Drake finished the 2020 season with 239 carries for 955 rushing yards, scoring ten rushing touchdowns.

===Las Vegas Raiders===
On March 19, 2021, Drake signed a two-year, $14.5 million contract with the Las Vegas Raiders. In a Week 6 win against the Broncos, he made one receiving touchdown and one rushing touchdown, which was the most he scored in a single game that season. On December 8, he was placed on injured reserve after suffering a broken right ankle in a Week 13 loss to the Washington Football Team. Drake finished the 2021 season with 63 carries for 254 rushing yards, scoring two rushing touchdowns. He also made 30 receptions for 291 receiving yards and scored one receiving touchdown.

On August 23, 2022, Drake was released by the Raiders.

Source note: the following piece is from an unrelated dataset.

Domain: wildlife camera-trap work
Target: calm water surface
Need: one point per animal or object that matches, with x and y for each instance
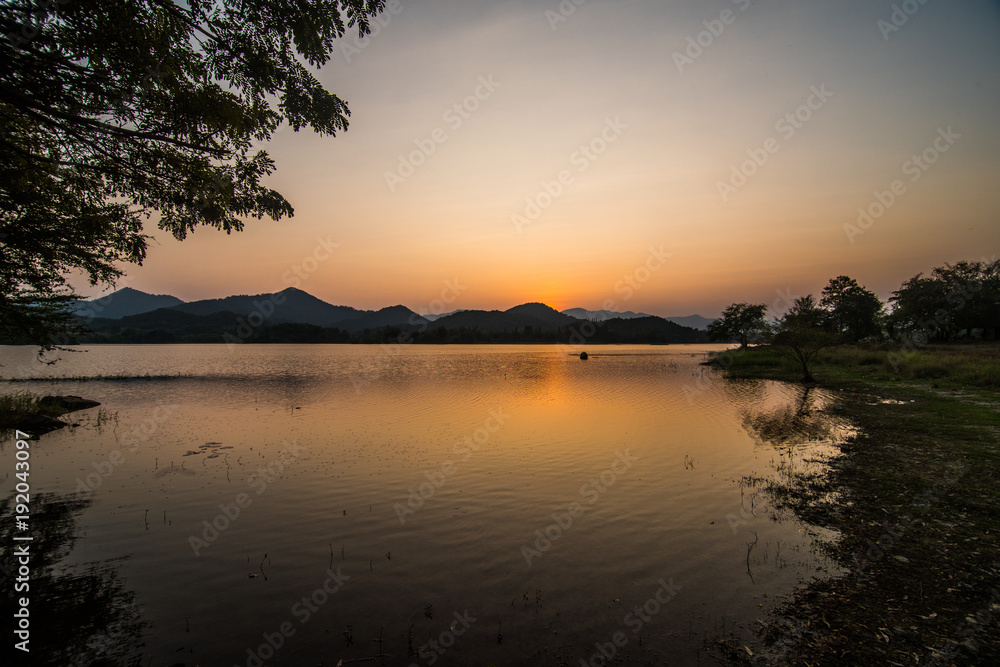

===Baltimore Ravens (first stint)===
On August 31, 2022, Drake signed with the Baltimore Ravens. In Week 6, against the New York Giants, Drake had 119 rushing yards and one rushing touchdown in a 24–20 loss. In Week 9 against the New Orleans Saints, Drake rushed for 93 yards with two rushing touchdowns in a 27–13 victory. He ended the 2022 season playing in 12 games, while starting in 5, making 109 carries for 482 rushing yards and scored 4 rushing touchdowns. He had just 1 fumble that season, in a narrow Week 14 win against the Pittsburgh Steelers.

===Indianapolis Colts===
On August 5, 2023, Drake signed with the Indianapolis Colts. He was released on August 27 as part of their final roster cuts.

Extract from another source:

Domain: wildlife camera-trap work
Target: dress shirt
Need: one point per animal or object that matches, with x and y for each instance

===Baltimore Ravens (second stint)===
On September 20, 2023, the Ravens signed Drake to their practice squad. After gaining zero yards on his only carry and losing a fumble against Indianapolis in Week 3, he was released on October 17, 2023.

===Cleveland Browns===
On October 31, 2023, the Browns signed Drake to their practice squad. He was released on November 28, 2023.

===Green Bay Packers===
On December 5, 2023, Drake was signed to the Green Bay Packers practice squad. On January 12, 2024, Drake was released from the practice squad.

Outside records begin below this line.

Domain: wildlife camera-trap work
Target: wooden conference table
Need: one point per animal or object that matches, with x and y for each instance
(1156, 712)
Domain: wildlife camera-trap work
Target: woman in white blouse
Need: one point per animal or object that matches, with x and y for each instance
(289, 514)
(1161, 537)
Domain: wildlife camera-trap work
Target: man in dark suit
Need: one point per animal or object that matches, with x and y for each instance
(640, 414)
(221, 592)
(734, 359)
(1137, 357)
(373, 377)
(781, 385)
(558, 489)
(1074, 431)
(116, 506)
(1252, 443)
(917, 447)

On July 19, 2024, Drake announced his retirement from professional football after eight seasons in the NFL.

==Career statistics==

===NFL===
====Regular season====

| Year | Team | Games |  | Rushing |  |  |  |  | Receiving |  |  |  |  |  |
| GP | GS | Att | Yds | Avg | Lng | TD | Tgt | Rec | Yds | Avg | Lng | TD |
| 2016 | MIA | 16 | 1 | 33 | 179 | 5.4 | 45T | 2 | 10 | 9 | 46 | 5.1 | 9 | 0 |
| 2017 | MIA | 16 | 6 | 133 | 644 | 4.8 | 66T | 3 | 48 | 32 | 239 | 7.5 | 47 | 1 |
| 2018 | MIA | 16 | 7 | 120 | 535 | 4.5 | 54T | 4 | 73 | 53 | 477 | 9.0 | 52T | 5 |
| 2019 | MIA | 6 | 2 | 47 | 174 | 3.7 | 11 | 0 | 33 | 22 | 174 | 7.9 | 26 | 0 |
| ARI | 8 | 8 | 123 | 643 | 5.2 | 80T | 8 | 35 | 28 | 171 | 6.1 | 21 | 0 |
| 2020 | ARI | 15 | 13 | 239 | 955 | 4.0 | 69T | 10 | 31 | 25 | 137 | 5.5 | 18 | 0 |
| 2021 | LV | 12 | 2 | 63 | 254 | 4.0 | 21 | 2 | 39 | 30 | 291 | 9.7 | 31T | 1 |
| 2022 | BAL | 12 | 5 | 109 | 482 | 4.5 | 40 | 4 | 26 | 17 | 89 | 4.7 | 15 | 1 |
| 2023 | BAL | 2 | 0 | 1 | 0 | 0 | 0 | 0 | 3 | 2 | 31 | 15.5 | 0 | 0 |
| GB | 1 | 0 | 1 | 0 | 0 | 0 | 0 | 0 | 0 | 0 | 0 | 0 | 0 |
| Career |  | 104 | 44 | 869 | 3,866 | 4.4 | 80T | 33 | 299 | 218 | 1,655 | 7.6 | 52 | 8 |
Source: pro-football-reference.com

====Postseason====

| Year | Team | Games |  | Rushing |  |  |  |  | Receiving |  |  |  |  |  |
| GP | GS | Att | Yds | Avg | Lng | TD | Tgt | Rec | Yds | Avg | Lng | TD |
| 2016 | MIA | 1 | 0 | 0 | 0 | 0 | 0 | 0 | 0 | 0 | 0 | 0 | 0 | 0 |
| Career |  | 1 | 0 | 0 | 0 | 0 | 0 | 0 | 0 | 0 | 0 | 0 | 0 | 0 |
Source: pro-football-reference.com

===College===

| Year | School | Conf | Class | Pos | G | Rushing |  |  |  | Receiving |  |  |  |
| Att | Yds | Avg | TD | Rec | Yds | Avg | TD |
| 2012 | Alabama | SEC | FR | RB | 12 | 42 | 281 | 6.7 | 5 | 0 | 0 | 0 | 0 |
| 2013 | Alabama | SEC | SO | RB | 11 | 92 | 694 | 7.5 | 8 | 12 | 135 | 11.3 | 1 |
| 2014 | Alabama | SEC | JR | RB | 5 | 22 | 112 | 5.1 | 4 | 5 | 159 | 31.8 | 2 |
| 2015 | Alabama | SEC | SR | RB | 13 | 77 | 408 | 5.3 | 1 | 29 | 276 | 9.5 | 1 |
| Career |  |  |  |  |  | 233 | 1,495 | 6.4 | 18 | 46 | 570 | 12.4 | 4 |
Source: sports-reference.com

==Personal life==
Drake's younger brother, Isaiah Drake, is a professional baseball outfielder in the Atlanta Braves organization.